Постоянно во время этих ссор Федька крутится под ногами (куда ж его денешь?!) и неизвестно
что и откуда прорезается в нём. Иногда в минуты затишья он как-то не по-детски долго смотрит на
Нину и говорит: «Мама, моя мама». Потом, видимо, для того, чтобы не обидеть Романа, смотрит на
него и добавляет: «Папа, мой папа». Похоже, что он что-то уясняет или осознаёт для себя, потому
что эти фразы он повторяет бесконечно, разрывая души обоих. А однажды, сидя за столом между
ними, делает и вовсе потрясающее: взявшись ручонками за пальцы того и другого и как-то
внимательно, пристально глядя на них, перечисляет: «Мама, папа, Федяська». Если бы его кто-то
учил этому, то ещё понятно, но кому его тут сейчас учить? Для Романа эти дни тяжелы тем, что без
Нины он, сам не замечая того, прирос к Федьке всеми фибрами души.
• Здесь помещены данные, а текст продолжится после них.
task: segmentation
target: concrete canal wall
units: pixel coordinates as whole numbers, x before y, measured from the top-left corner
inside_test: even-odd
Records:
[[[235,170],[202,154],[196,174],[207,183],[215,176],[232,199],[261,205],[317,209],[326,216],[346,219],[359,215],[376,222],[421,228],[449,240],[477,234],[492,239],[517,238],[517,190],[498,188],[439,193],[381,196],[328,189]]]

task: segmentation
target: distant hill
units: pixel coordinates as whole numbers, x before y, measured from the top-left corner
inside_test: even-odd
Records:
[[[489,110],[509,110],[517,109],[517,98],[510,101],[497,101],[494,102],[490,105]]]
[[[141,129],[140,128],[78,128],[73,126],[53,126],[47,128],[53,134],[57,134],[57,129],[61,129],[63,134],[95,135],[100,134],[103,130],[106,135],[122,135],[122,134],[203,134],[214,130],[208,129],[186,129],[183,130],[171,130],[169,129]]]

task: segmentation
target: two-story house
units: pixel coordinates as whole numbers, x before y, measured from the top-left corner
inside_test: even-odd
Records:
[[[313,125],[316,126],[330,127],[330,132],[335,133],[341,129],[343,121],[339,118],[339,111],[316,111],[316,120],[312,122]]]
Он знает, что сыну нравится
засыпать, когда его поглаживаешь по головке, когда водишь рукой по спинке, знает, в каком
положении он больше всего любит спать, знает, сколько ложечек каши может съесть. И как его
отдать? Но… Но бесконечно это тянуться не может. А ведь жене-то деваться некуда – она будет
стоять до последнего. Некуда отступать и ему – старое ему не нужно.
– А кстати, почему Машка называет меня дрянью? – спрашивает как-то Нина.
– А я откуда знаю?
– Это ты её научил?
Хочется сказать «нет», но Роман с минуту молчит и признаётся:
– Я.
– Ты что, ненормальный?! Зачем ты это сделал?
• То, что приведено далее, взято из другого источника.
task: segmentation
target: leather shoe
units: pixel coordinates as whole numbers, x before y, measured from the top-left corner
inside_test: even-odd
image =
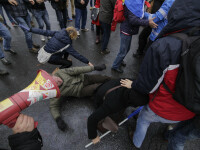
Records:
[[[0,69],[0,75],[7,75],[7,74],[9,74],[8,71]]]
[[[1,62],[4,64],[4,65],[10,65],[11,62],[9,62],[7,59],[5,58],[1,58]]]
[[[123,72],[124,72],[124,71],[123,71],[122,69],[120,69],[120,68],[117,68],[117,69],[112,68],[112,70],[115,71],[115,72],[118,72],[118,73],[123,73]]]
[[[12,49],[9,49],[9,50],[4,50],[5,52],[8,52],[8,53],[11,53],[12,55],[16,55],[17,53],[12,50]]]
[[[40,45],[33,44],[33,47],[35,47],[35,48],[40,48]]]

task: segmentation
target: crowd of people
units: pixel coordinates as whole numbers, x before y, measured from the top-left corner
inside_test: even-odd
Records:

– Для того, чтобы она тебе время от времени напоминала об этом…
– Дурак! – кричит она.
510
Что ж, пожалуй, дурак и есть. Тогда с этой «дрянью» вышло случайно. Специально он Машку не
учил. Конечно, может быть, жена и в самом деле дрянь, так ведь он сам испортил её. Нина, по
сути, выполняет его программу. Вот о чём не надо забывать.
…На остановку им одним не уйти. На улице ещё темно, рассвет лишь намечается. Одной рукой
Роман катит «сидячую» коляску с Федькой, в другой руке несёт чемодан с его вещичками. Федька,
поднятый сегодня раным-рано, вопреки ожиданиям, не капризничает, а относится к этому с
пониманием и даже любопытством. Конечно, одевать его пришлось полуспящего, но потом,
напившись тёплого чая, он быстро пришёл в бодрое состояние. А ехать в коляске по темноте ему,
кажется, даже интересно, в такое раннее время он ещё не ездил.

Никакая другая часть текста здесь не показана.